The operations in question here were carried on in a rural area in a plant situated between two small country towns where facilities for meetings were difficult to obtain and where, except in an atmosphere of hatred and suspicion, the relations between employers and employees and the actions of the employer, upon which the finding of unlawful interference and support and the order under review were based, would be regarded as normal, indeed commendable. Because this is so, we think it is not in accord with common sense or reason to hold that it would be in compliance with or would carry out the purpose of the law to deprive the employees, whose rights, and not the rights of the contesting unions, the law was passed to protect, of their choice of representative, in favor of an organization which the employees have twice rejected and apparently do not want.7
RIVES, Circuit Judge (dissenting).
For reasons well expressed in the decision of the Board, 102 N.L.R.B. No. 38, I respectfully dissent. The things stated in footnote 2 to the majority opinion are not all that the Board found. It adopted also the findings of the trial examiner, including his finding that: “Mulligan and Becnel, as officers of the Independent, made several other trips on working time, and Mulligan made yet another with Barker to New Orleans, all without loss of pay.”1
Some of the things that respondents did for the Independent might fairly be construed as mere kindnesses and courtesies and not to amount to “support” if they stood separately and alone. When, however, those things are considered all together, it seems to me that there was substantial evidence to justify the Board‘s conclusion. As said by the Supreme Court in National Labor Relations Board v. Southern Bell Telephone & Telegraph Co., 319 U.S. 50, 60, 63 S.Ct. 905, 910, 87 L.Ed. 1250:
“Its conclusion is an inference of fact which may not be set aside upon judicial review because the courts would have drawn a different inference. National Labor Relations Board v. Pennsylvania Greyhound Lines, 303 U.S. 261, 270, 58 S.Ct. 571, 576, 82 L.Ed. 831; National Labor Relations Board v. Falk Corp., 308 U.S. 453, 461, 60 S.Ct. 307, 311, 84 L.Ed. 396.”

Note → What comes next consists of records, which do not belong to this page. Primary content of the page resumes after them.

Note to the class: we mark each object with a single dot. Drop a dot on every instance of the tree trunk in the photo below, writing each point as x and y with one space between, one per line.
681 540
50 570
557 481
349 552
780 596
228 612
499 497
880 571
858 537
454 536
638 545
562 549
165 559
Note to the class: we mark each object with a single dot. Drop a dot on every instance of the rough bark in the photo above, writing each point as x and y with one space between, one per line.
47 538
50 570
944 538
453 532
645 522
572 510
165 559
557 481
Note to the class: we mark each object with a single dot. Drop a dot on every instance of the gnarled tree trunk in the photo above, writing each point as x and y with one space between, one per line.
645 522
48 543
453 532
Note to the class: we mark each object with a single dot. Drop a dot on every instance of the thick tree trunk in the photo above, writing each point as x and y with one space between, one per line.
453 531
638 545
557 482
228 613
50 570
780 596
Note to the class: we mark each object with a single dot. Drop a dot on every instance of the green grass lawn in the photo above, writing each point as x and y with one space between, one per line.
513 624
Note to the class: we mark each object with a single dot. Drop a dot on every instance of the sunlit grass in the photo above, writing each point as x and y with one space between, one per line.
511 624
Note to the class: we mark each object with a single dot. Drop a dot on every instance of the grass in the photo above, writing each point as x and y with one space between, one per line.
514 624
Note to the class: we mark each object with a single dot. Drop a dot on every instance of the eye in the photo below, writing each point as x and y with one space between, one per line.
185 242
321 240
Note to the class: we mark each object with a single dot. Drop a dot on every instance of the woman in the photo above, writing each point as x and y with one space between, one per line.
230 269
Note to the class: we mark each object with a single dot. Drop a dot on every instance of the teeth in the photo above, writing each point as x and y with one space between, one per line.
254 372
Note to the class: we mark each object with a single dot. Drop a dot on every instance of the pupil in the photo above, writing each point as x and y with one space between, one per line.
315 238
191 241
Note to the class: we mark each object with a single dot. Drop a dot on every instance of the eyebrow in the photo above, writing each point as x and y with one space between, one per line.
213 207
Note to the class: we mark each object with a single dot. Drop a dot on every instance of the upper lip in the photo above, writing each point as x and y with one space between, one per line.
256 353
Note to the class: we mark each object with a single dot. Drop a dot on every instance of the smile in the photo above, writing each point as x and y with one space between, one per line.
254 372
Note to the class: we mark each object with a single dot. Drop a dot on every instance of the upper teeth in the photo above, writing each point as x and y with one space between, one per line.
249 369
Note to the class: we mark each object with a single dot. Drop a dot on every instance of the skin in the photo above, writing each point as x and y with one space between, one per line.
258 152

Indeed to me, the conclusion reached by the Board appears to be reasonable and right.
The philosophy underlying the National Labor Relations Act was primarily a matter for the consideration of the Congress, and the business of the courts is simply to construe and apply the Act of the legislative body.
“Unfair labor practices
“(a) It shall be an unfair labor practice for an employer—
* * * * * *
“(2) to dominate or interfere with the formation or administration of any labor organization or contribute financial or other support to it; Provided, That subject to rules and regulations made and published by the Board pursuant to section 156 of this title, an employer shall not be prohibited from permitting employees to confer with him during working hours without loss of time or pay;”
29 U.S.C.A. § 158 (a)(2) .
The proviso makes plain what the Congress meant by the expression “contribute financial or other support to it.”2
The declared policy of the Act is to be effectuated “by encouraging the practice and procedure of collective bargaining and by protecting the exercise by workers of full freedom of association, self-organization, and designation of representatives of their own choosing, for the purpose of negotiating the terms and conditions of their employment or other mutual aid or protection.”